The commons: the case of cars and public transportation
Someone from France told me she found it incredible that many American streets lack sidewalks.
Here many communities are built for cars, not people. This is especially true of suburbs, where pedestrian traffic is at risk from speeding vehicles.
In much of Europe people promenade through the streets in the evening, and people shop at local grocery stores. I recall observing that phenomenon in Spain: in the evening the streets were full of people, not cars. It was refreshing to watch.
Here in America few people walk. You sometimes see people drive across the street to go to a store or to mail a letter.
Automobiles are central to so much of what’s wrong with our economy, our way of life, our health, our environment, our foreign policy, our politics, and our isolation from others.
With slight exaggeration, one can say: Cars are filthy. Driving them is anti-social and selfish.

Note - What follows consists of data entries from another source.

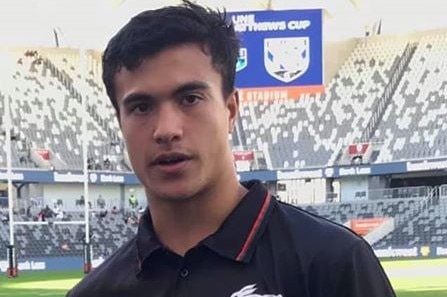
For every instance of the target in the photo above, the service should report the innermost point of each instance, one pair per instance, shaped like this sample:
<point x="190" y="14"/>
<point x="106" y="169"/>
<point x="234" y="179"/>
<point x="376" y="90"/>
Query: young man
<point x="170" y="76"/>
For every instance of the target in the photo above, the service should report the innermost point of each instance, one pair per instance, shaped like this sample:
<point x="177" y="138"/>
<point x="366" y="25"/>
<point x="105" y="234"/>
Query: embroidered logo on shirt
<point x="248" y="291"/>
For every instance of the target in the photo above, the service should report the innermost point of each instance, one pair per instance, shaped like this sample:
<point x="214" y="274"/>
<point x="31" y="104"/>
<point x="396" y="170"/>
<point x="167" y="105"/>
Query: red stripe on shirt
<point x="254" y="228"/>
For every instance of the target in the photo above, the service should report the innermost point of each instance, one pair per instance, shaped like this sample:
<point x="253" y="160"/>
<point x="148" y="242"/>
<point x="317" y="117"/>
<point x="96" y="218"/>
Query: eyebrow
<point x="187" y="87"/>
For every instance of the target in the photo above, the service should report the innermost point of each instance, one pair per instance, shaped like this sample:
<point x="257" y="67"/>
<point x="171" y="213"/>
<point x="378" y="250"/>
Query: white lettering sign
<point x="247" y="22"/>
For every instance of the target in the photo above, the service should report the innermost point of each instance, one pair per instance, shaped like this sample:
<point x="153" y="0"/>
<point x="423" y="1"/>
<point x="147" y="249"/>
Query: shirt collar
<point x="235" y="239"/>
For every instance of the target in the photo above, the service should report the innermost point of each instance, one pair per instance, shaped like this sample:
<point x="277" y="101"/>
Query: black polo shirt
<point x="264" y="248"/>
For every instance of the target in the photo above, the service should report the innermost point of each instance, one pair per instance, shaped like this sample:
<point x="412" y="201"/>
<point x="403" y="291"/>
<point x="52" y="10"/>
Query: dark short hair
<point x="152" y="31"/>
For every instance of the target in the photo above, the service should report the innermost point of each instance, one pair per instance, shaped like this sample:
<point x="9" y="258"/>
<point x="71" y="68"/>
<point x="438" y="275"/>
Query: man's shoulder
<point x="122" y="262"/>
<point x="312" y="232"/>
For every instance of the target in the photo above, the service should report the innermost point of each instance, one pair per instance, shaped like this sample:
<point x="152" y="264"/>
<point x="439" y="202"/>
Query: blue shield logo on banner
<point x="242" y="60"/>
<point x="286" y="58"/>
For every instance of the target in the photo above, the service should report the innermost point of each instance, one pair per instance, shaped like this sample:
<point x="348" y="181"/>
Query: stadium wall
<point x="350" y="186"/>
<point x="69" y="193"/>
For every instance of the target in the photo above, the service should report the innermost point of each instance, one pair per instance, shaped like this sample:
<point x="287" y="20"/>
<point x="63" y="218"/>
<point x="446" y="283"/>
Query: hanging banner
<point x="281" y="53"/>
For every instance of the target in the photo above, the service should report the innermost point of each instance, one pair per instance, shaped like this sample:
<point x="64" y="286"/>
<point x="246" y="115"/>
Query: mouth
<point x="171" y="162"/>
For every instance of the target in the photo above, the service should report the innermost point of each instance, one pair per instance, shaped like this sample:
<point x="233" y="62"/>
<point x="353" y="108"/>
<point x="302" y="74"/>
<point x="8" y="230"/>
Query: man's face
<point x="175" y="122"/>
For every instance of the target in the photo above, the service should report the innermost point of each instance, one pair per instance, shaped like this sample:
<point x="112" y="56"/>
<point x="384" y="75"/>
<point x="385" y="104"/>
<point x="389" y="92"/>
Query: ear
<point x="233" y="109"/>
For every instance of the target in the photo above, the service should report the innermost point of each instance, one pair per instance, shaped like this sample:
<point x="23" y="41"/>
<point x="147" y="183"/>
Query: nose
<point x="169" y="124"/>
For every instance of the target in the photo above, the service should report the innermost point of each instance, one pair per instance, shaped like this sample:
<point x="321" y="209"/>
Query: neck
<point x="181" y="225"/>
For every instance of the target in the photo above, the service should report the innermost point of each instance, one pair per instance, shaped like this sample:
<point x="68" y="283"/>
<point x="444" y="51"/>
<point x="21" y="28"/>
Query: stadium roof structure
<point x="90" y="23"/>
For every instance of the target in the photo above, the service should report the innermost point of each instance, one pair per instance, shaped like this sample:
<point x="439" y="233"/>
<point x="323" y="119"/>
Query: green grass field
<point x="410" y="278"/>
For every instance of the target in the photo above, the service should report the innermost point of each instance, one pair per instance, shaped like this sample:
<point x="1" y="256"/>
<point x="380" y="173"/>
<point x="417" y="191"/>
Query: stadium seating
<point x="414" y="126"/>
<point x="429" y="226"/>
<point x="49" y="117"/>
<point x="54" y="239"/>
<point x="310" y="131"/>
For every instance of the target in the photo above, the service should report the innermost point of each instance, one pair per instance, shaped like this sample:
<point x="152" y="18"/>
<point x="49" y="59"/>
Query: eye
<point x="191" y="99"/>
<point x="140" y="108"/>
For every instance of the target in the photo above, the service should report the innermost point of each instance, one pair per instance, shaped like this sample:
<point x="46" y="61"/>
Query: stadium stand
<point x="310" y="131"/>
<point x="414" y="125"/>
<point x="291" y="132"/>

I haven’t driven my car in about three weeks. I take the bike and bus. But this hasn’t always been so for me.
I spoke with a coworker who drives into work everyday. He lives in Issaquah and drives into downtown Bellevue. The commute takes him about 20 minutes by car. He says that if he takes the bus the commute would require closer to an hour. The buses don’t come often enough, he says. He used to live in St. Petersburg and in Prague, and in both cities the buses and trams came often enough that you could actually use them.

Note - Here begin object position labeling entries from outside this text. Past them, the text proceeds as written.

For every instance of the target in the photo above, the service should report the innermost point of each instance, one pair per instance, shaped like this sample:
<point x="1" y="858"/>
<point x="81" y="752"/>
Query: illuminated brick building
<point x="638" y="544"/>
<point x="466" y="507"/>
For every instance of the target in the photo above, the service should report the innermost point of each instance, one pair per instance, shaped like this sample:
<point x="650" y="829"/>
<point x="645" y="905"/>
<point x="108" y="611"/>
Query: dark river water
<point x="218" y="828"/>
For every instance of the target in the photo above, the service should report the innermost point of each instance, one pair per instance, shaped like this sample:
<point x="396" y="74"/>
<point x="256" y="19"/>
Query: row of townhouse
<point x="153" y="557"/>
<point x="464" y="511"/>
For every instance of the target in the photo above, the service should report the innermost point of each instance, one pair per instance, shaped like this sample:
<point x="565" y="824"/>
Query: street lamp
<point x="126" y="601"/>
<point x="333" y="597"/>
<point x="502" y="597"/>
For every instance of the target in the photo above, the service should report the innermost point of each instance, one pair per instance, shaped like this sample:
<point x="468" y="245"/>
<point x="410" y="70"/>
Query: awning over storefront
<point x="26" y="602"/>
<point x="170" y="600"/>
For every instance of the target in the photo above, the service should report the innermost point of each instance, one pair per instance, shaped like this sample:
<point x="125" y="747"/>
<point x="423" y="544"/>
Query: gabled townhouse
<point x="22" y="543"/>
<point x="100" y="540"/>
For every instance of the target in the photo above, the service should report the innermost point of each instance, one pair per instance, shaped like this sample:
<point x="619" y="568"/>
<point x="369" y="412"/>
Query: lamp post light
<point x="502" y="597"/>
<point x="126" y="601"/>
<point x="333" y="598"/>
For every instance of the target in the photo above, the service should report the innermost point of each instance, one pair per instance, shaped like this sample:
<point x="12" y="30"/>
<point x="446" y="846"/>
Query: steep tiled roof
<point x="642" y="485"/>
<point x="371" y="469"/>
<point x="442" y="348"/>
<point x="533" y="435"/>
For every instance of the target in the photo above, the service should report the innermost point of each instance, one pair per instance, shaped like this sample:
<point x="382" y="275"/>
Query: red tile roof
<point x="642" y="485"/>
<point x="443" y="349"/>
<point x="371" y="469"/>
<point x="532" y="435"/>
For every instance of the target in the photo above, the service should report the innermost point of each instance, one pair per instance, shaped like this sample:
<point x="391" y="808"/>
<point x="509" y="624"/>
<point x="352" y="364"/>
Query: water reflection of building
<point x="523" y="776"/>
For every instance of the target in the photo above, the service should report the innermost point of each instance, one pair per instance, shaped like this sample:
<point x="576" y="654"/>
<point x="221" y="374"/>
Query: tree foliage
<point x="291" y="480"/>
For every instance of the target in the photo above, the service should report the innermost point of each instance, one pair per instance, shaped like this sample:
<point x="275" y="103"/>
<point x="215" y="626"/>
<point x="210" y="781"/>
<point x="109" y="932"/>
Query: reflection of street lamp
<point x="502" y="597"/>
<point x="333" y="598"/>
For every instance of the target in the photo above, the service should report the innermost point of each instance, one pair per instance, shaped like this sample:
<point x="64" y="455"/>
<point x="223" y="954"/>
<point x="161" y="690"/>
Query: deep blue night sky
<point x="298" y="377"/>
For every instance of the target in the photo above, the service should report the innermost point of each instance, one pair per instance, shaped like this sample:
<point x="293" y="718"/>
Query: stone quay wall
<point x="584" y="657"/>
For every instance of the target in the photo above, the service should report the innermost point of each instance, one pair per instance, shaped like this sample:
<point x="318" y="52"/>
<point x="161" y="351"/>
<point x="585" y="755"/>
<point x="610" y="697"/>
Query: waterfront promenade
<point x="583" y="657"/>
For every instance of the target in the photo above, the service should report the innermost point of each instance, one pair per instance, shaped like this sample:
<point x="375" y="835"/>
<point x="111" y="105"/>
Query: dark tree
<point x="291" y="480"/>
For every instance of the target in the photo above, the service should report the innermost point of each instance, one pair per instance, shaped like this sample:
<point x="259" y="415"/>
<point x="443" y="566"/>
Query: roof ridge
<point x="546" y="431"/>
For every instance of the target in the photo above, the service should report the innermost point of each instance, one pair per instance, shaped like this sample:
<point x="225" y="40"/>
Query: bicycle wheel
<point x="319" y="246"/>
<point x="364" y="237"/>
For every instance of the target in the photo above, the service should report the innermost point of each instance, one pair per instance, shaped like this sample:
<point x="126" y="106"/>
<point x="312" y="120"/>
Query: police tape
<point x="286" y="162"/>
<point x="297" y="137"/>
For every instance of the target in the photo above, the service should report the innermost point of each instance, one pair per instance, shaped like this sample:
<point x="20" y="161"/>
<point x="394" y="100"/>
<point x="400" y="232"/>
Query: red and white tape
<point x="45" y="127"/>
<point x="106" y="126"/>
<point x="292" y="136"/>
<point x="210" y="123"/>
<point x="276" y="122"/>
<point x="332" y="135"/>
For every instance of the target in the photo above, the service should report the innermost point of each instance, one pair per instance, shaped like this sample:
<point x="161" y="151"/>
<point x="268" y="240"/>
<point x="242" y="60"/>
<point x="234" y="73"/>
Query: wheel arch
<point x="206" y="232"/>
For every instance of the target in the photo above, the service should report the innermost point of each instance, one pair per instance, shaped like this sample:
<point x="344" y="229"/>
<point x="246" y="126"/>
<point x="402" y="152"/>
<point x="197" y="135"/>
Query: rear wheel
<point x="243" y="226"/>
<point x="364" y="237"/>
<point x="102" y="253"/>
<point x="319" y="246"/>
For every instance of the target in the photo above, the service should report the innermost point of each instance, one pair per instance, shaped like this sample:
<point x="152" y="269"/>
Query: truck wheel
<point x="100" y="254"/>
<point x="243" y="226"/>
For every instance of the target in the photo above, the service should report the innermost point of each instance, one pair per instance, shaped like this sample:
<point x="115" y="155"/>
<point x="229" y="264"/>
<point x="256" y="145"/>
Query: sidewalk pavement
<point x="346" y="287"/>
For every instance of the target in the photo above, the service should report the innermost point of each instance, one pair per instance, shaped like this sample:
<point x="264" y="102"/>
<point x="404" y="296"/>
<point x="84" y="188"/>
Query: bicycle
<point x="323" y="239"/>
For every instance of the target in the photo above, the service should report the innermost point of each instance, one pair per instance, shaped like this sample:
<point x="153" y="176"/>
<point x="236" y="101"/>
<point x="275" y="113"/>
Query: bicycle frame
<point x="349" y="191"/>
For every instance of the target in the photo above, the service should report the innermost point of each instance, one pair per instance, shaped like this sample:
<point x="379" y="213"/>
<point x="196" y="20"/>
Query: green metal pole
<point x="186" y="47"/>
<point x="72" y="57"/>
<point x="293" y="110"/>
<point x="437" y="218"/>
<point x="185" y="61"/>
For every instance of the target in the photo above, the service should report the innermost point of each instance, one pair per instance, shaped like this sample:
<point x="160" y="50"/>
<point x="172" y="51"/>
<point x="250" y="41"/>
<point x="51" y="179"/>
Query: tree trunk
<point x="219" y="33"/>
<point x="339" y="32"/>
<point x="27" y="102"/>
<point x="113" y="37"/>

If taking public transportation costs an hour in lost time, I can’t blame people for driving. But I’m sure many people drive not because it saves them much time, but just for the convenience. I’m soliciting hard data about this: for people who drive to work, what’s the distribution of the amount of time saved?

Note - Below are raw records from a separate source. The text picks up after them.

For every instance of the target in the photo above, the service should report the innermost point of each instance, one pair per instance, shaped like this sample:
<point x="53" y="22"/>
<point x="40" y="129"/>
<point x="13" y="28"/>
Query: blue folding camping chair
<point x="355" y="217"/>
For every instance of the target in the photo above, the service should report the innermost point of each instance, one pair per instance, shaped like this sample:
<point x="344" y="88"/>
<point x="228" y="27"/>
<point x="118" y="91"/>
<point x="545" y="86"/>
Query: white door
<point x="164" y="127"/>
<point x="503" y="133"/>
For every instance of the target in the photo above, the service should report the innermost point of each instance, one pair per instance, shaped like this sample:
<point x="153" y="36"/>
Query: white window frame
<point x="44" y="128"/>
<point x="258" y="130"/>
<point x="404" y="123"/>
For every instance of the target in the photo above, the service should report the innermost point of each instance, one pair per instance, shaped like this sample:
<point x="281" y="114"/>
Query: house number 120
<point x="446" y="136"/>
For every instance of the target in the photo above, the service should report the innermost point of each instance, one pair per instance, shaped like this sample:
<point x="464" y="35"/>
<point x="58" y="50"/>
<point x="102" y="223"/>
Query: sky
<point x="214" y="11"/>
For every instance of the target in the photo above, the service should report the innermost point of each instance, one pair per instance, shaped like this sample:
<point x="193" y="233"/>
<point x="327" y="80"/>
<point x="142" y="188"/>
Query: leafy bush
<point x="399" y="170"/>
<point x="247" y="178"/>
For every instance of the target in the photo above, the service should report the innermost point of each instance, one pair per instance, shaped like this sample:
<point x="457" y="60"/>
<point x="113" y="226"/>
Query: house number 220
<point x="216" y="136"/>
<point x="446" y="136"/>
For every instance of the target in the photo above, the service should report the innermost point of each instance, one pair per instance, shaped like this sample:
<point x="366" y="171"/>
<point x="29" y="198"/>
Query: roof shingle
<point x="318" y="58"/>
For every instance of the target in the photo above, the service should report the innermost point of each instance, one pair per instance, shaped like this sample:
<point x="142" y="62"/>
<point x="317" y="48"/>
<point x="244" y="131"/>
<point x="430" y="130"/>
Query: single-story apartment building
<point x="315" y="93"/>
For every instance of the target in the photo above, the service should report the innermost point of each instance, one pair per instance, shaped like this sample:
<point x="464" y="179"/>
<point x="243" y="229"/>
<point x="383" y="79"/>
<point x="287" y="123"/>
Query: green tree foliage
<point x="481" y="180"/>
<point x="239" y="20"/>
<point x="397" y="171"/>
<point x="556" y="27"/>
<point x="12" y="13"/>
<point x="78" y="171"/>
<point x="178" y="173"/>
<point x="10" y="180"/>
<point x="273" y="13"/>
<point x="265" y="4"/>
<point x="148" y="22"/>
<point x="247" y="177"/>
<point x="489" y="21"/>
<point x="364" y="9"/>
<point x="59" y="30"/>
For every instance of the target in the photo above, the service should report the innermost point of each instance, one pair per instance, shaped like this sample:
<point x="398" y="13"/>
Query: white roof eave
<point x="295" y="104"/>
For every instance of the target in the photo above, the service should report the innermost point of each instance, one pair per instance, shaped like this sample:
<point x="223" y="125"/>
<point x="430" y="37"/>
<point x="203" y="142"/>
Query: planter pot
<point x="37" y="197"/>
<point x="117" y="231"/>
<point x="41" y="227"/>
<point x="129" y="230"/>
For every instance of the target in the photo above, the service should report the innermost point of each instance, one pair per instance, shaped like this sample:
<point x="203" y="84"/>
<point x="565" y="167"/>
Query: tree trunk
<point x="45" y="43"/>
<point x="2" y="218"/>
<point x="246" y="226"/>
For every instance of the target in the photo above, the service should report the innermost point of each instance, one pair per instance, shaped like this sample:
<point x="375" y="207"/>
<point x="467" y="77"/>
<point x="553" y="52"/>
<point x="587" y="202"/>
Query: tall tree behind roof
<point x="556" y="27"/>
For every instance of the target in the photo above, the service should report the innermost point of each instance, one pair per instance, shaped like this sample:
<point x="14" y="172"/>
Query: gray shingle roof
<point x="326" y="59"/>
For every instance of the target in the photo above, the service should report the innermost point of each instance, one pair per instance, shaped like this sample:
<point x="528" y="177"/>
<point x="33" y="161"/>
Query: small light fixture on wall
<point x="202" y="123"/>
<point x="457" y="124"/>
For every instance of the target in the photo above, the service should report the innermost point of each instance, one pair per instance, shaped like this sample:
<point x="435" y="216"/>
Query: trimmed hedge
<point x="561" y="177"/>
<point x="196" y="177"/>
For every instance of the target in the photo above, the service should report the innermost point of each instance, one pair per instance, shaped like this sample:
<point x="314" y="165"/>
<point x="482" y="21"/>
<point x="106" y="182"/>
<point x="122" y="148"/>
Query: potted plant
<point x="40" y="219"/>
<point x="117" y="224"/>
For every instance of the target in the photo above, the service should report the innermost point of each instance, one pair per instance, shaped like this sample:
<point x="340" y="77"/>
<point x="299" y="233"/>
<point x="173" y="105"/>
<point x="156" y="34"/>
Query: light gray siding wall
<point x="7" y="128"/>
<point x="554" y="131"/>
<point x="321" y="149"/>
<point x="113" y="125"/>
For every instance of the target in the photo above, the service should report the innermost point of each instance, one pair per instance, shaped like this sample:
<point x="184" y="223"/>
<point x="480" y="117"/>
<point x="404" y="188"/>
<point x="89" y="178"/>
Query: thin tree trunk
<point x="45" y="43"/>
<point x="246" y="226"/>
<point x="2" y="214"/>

Americans, and Washingtonians in particular, so starve the government of taxes that the commons suffer. Transportation is a great example of this. The Puget Sound is inherently gorgeous. But due to the heavy traffic, the beauty is obscured by congestion, pollution, and noise. If you live in suburbs you can enjoy some green, but then you’re dependent on cars to drive into the city and to big-box stores.
It’s a shame that in most suburbs residential areas have no small, local shops. Instead, people drive to big-box stores. The lack of small, local shops is due partly to the economies of scale that large stores enjoy. It’s also due to perverse zoning laws and to subsidized roads. In Washington State, the state constitution requires all gas tax revenue to be applied to road construction and maintenance.
If you live in cities, there are typically sidewalks, good public transportation, and high concentration of housing. But the streets are still generally crowded with auto traffic, and there are often lots of homeless people and poorer people. It seems to me that everyone would be better off if homeless people and street people lived in the suburbs, where there is more land (for camping). It would be even better if there were no homeless people.
Cars are convenient, but they make our communities ugly, dirty, and unsustainable.